デッキの賛否を問うアンケートは公共事業だから政策を決める施工者が実施しても良かったが、検討委員会や議会が民意を代表していると主張して、民生部は路線の反転を恐れていた。(246話)
町内会は民意を確認する適切な立場であったにもかかわらず「町内会が判断することではない」と確認することを避け続けた。 判断することではないからこそ第三者に調査をゆだねても
実施すべきであった。 (211話)
商店会はずっとデッキ不要論を言い続けることには無理があったのだ。 この砦の決着もまた
政治マターで突然消えてしまった。 そして新たな「沈黙の住民」を残したのだ。 (239話)
最後に問題は、デッキの入札不調が続き、工事が開始できない事態が起きたことだ。(247話)
応札なしということに、あらゆるやり繰りをして予算より3千万円オーバーで決着した。(248話)
付け替えた費用や土地の購入などを含めると計画より2億円ほど高い買い物をしたことになる。
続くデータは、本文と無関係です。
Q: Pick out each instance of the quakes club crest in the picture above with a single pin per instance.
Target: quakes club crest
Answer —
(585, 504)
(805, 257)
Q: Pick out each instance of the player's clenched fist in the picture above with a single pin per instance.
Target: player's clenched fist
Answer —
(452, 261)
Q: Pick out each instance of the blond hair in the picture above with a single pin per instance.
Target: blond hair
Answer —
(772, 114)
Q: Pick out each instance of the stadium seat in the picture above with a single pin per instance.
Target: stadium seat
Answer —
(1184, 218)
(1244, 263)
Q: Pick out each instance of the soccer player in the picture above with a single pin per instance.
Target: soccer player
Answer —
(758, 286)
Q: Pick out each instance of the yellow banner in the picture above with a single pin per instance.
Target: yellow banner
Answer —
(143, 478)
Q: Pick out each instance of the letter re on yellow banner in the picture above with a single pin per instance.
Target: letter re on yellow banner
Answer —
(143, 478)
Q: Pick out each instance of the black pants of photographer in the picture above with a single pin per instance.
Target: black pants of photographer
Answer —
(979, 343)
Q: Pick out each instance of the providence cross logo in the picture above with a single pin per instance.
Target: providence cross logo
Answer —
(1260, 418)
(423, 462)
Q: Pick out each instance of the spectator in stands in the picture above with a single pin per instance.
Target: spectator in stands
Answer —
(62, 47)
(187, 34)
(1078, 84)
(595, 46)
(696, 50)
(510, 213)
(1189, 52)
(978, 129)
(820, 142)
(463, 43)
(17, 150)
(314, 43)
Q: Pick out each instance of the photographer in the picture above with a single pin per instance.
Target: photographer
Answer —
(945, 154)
財政や税、事業の透明性や公平性、民意の合意形成という問題点と、駅周辺のビジョンを
全くしていないという課題を残したまま経過は終了した。
かつて丘陵学園がこの町のフロンティアでしたが、丘陵学園が今描こうとしている駅前ビジョンが、この町のこれからのビジョンなのでしょうか。
まほろば市が進めた方法が、この町に禍根を残していないだろうか。
沈黙してしまった住民に問う。
第2章は、ここで終了しますが、事件や変化があれば番外報告します。
ブリッジが道路であれば、なんと名付けるのでしょうか。
デッキなら 不要なのかもしれません。